I found myself fighting a X9DRD-7LN4F motherboard that has a pair of Noctua NH-D9DX i4 3U HSF that was suffering from a Lower Non-Recoverable Assertion. This was happening after setting the threshold values with ipmitool, simply because it doesn't reliably read the lowest speed of the Noctua fan and instead thinks it is going 0 RPM. I found a solution that no one has tried (or at least I didn't see it).
Setting sensor "FAN1" Lower Non-Recoverable threshold to 0.000
Setting sensor "FAN1" Lower Critical threshold to 100.000
Setting sensor "FAN1" Lower Non-Critical threshold to 200.000
Setting sensor "FAN1" Upper Non-Critical threshold to 1700.000
Setting sensor "FAN1" Upper Critical threshold to 1800.000
Setting sensor "FAN1" Upper Non-Recoverable threshold to 1900.000

Sensor ID              : FAN1 (0x41)
 Entity ID             : 29.1
 Sensor Type (Threshold)  : Fan
 Sensor Reading        : 1875 (+/- 0) RPM
 Status                : Upper Non-Recoverable
 Lower Non-Recoverable : 0.000
 Lower Critical        : 75.000
 Lower Non-Critical    : 225.000
 Upper Non-Critical    : 1725.000
 Upper Critical        : 1800.000
 Upper Non-Recoverable : 1875.000
 Positive Hysteresis   : 75.000
 Negative Hysteresis   : 75.000
 Assertion Events      :
 Assertions Enabled    : lcr- lnr- unc+ ucr+ unr+
 Deassertions Enabled  : lcr- lnr- unc+ ucr+ unr+
The first thing I had to solve / realize was that the Hysteresis values were seemingly causing me grief by altering the values I was setting.
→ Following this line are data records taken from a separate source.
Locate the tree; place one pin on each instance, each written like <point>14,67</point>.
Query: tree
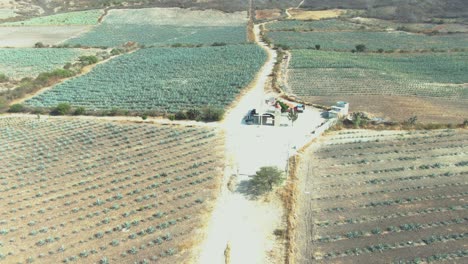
<point>412,120</point>
<point>16,108</point>
<point>292,116</point>
<point>88,60</point>
<point>265,179</point>
<point>39,45</point>
<point>3,78</point>
<point>61,109</point>
<point>80,111</point>
<point>193,114</point>
<point>211,113</point>
<point>361,48</point>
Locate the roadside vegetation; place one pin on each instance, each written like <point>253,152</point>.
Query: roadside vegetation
<point>103,192</point>
<point>370,194</point>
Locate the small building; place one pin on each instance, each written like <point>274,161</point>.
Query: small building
<point>266,119</point>
<point>339,110</point>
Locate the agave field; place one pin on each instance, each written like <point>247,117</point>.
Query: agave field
<point>320,73</point>
<point>163,27</point>
<point>161,79</point>
<point>29,62</point>
<point>97,192</point>
<point>89,17</point>
<point>319,25</point>
<point>384,196</point>
<point>387,41</point>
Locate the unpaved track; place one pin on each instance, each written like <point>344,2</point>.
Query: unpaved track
<point>245,224</point>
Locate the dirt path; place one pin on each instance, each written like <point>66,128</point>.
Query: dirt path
<point>248,225</point>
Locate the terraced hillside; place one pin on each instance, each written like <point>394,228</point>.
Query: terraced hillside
<point>104,192</point>
<point>393,75</point>
<point>162,80</point>
<point>384,196</point>
<point>163,27</point>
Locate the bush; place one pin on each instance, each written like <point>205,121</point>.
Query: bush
<point>361,48</point>
<point>61,109</point>
<point>88,60</point>
<point>181,115</point>
<point>79,111</point>
<point>193,114</point>
<point>216,44</point>
<point>17,108</point>
<point>264,180</point>
<point>211,114</point>
<point>3,78</point>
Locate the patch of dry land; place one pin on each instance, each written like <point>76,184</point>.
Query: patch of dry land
<point>104,192</point>
<point>383,197</point>
<point>301,14</point>
<point>23,37</point>
<point>268,14</point>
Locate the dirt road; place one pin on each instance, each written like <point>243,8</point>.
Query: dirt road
<point>247,225</point>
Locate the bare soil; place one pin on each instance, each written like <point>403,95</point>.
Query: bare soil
<point>26,37</point>
<point>354,182</point>
<point>400,108</point>
<point>89,189</point>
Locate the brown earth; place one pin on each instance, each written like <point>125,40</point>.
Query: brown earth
<point>349,183</point>
<point>88,189</point>
<point>399,108</point>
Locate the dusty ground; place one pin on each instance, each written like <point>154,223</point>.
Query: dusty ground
<point>301,14</point>
<point>400,108</point>
<point>268,14</point>
<point>353,195</point>
<point>23,37</point>
<point>93,179</point>
<point>245,224</point>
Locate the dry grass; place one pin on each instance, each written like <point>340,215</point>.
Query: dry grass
<point>289,197</point>
<point>268,14</point>
<point>301,14</point>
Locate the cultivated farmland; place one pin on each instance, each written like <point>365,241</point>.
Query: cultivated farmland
<point>387,41</point>
<point>89,17</point>
<point>27,36</point>
<point>164,27</point>
<point>396,86</point>
<point>384,197</point>
<point>29,62</point>
<point>91,191</point>
<point>161,79</point>
<point>319,25</point>
<point>320,73</point>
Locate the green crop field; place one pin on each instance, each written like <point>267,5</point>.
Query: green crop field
<point>388,41</point>
<point>7,13</point>
<point>109,35</point>
<point>86,191</point>
<point>384,197</point>
<point>89,17</point>
<point>162,27</point>
<point>320,73</point>
<point>161,79</point>
<point>29,62</point>
<point>319,25</point>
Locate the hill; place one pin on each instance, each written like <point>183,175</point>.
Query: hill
<point>402,10</point>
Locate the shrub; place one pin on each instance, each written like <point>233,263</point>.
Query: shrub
<point>3,78</point>
<point>88,60</point>
<point>211,114</point>
<point>61,109</point>
<point>360,48</point>
<point>264,180</point>
<point>194,114</point>
<point>181,115</point>
<point>79,111</point>
<point>16,108</point>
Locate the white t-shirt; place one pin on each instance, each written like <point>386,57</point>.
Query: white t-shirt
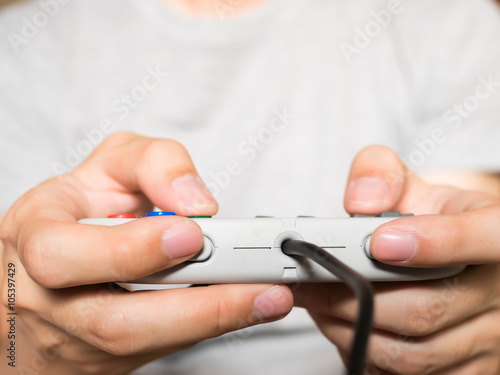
<point>272,105</point>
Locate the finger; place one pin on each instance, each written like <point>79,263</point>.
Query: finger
<point>411,308</point>
<point>64,254</point>
<point>131,323</point>
<point>378,181</point>
<point>440,240</point>
<point>160,168</point>
<point>427,355</point>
Once I bumped the upper numbers I was setting, I ran into the fact that the RPM isn't properly read at low speed and it simply fails into full speed fans again and again. There is no way to turn off the Lower Non-Recoverable Assertion and setting it to 0 does nothing. Setting to -1 merely gets rounded / adjusted to 0 but then I realized I neded to get past that Hysteresis issue again.
Setting sensor "FAN1" Lower Non-Recoverable threshold to -100.000
Setting sensor "FAN1" Lower Critical threshold to -100.000
Setting sensor "FAN1" Lower Non-Critical threshold to -100.000

Sensor ID              : FAN1 (0x41)
 Entity ID             : 29.1
 Sensor Type (Threshold)  : Fan
 Sensor Reading        : 0 (+/- 0) RPM
 Status                : Lower Non-Recoverable
 Lower Non-Recoverable : 19125.000
 Lower Critical        : 19125.000
 Lower Non-Critical    : 19125.000
 Upper Non-Critical    : 1875.000
 Upper Critical        : 1950.000
 Upper Non-Recoverable : 2100.000
 Positive Hysteresis   : 75.000
 Negative Hysteresis   : 75.000
 Assertion Events      :
 Assertions Enabled    : lcr- lnr- unc+ ucr+ unr+
Deassertions Enabled  : lcr- lnr- unc+ ucr+ unr+
Now, the server stays quiet after ipmitool sensor thresh FAN1 lower -100 -100 -100; though I suppose you could simply set a high value instead of encouraging the overflow. It's always in a state of Lower Non-Recoverable Assertion and it simply ignores it.